On 12.05.16 01:13, Brett Cannon wrote:
On Wed, 11 May 2016 at 13:45 Serhiy Storchaka <storch...@gmail.com <mailto:storch...@gmail.com>> wrote: On 11.05.16 19:43, Brett Cannon wrote: > os.path > ''''''' > > The various path-manipulation functions of ``os.path`` [#os-path]_ > will be updated to accept path objects. For polymorphic functions that > accept both bytes and strings, they will be updated to simply use > code very much similar to > ``path.__fspath__() if hasattr(path, '__fspath__') else path``. This > will allow for their pre-existing type-checking code to continue to > function. I afraid that this will hit a performance. Some os.path functions are used in tight loops, they are hard optimized, and adding support of path protocol can have visible negative effect. As others have asked, what specific examples do you have that os.path is used in a tight loop w/o any I/O that would overwhelm the performance?
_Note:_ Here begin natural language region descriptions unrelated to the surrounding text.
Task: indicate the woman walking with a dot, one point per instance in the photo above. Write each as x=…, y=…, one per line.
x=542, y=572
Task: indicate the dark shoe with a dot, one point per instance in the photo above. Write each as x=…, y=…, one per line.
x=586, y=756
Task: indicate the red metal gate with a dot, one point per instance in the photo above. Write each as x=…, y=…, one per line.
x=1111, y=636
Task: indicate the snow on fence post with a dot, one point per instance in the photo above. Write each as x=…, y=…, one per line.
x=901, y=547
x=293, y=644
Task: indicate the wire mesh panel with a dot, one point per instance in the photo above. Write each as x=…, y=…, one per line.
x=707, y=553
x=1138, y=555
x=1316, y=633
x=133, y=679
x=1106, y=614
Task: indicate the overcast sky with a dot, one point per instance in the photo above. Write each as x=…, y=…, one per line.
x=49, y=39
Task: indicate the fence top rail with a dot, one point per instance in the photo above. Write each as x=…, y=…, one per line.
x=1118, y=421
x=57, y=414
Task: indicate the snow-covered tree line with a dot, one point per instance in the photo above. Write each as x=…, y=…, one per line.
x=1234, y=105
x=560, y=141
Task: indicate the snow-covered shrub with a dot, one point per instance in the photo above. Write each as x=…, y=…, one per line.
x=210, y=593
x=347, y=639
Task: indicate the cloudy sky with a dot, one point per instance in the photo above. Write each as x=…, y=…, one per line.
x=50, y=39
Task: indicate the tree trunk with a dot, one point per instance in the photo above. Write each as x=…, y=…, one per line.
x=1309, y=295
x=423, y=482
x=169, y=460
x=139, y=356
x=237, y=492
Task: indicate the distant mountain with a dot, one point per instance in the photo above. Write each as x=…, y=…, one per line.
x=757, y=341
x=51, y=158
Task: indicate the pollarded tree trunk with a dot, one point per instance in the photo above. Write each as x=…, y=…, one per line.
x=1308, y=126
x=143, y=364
Most examples does some I/O (like os.lstat()): posixpath.realpath(), os.walk(), glob.glob(). But for example os.walk() was significantly boosted with using os.scandir(), it would be sad to make it slower again. os.path is used in number of files, sometimes in loops, sometimes indirectly. It is hard to find all examples.
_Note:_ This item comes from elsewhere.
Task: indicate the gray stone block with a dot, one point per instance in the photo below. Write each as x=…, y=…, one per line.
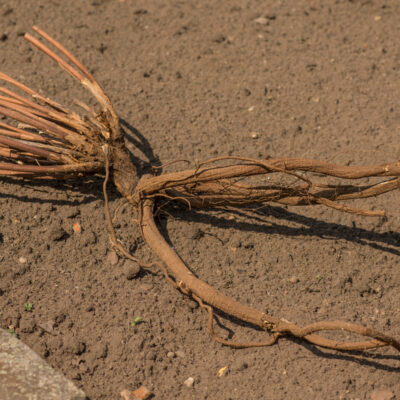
x=24, y=375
Such functions as glob.glob() calls split() and join() for every component, but they also use string or bytes operations with paths. So they need to convert argument to str or bytes before start iteration, and always call os.path functions only with str or bytes. Additional conversion in every os.path function is redundant. I suppose most other high-level functions that manipulates paths in a loop also should convert arguments once at the start and don't need the support of path protocol in os.path functions.
I see this whole discussion breaking down into a few groups which changes what gets done upfront and what might be done farther down the line: 1. Maximum acceptance: do whatever we can to make all representation of paths just work, which means making all places working with a path in the stdlib accept path objects, str, and bytes. 2. Safely use path objects: __fspath__() is there to signal an object is a file system path and to get back a lower-level representation so people stop calling str() on everything, providing some interface signaling that someone doesn't misuse an object as a path and only changing path consumptions APIs -- e.g. open() -- and not path manipulation APIs -- e.g. os.path -- in the stdlib. 3. It ain't worth it: those that would rather just skip all of this and drop pathlib from the stdlib. Ethan and Koos are in group #1 and I'm personally in group #2 but I tried to compromise somewhat and find a middle ground in the PEP with the level of changes in the stdlib but being more restrictive with os.fspath(). If I were doing a pure group #2 PEP I would drop os.path changes and make os.fspath() do what Ethan and Koos have suggested and simply pass through without checks whatever path.__fspath__() returned if the argument wasn't str or bytes.
I'm for adding conversions in C implemented path consuming APIs and may be in high-level path manipulation functions like os.walk(), but left low-level API of os.path, fnmatch and glob unchanged.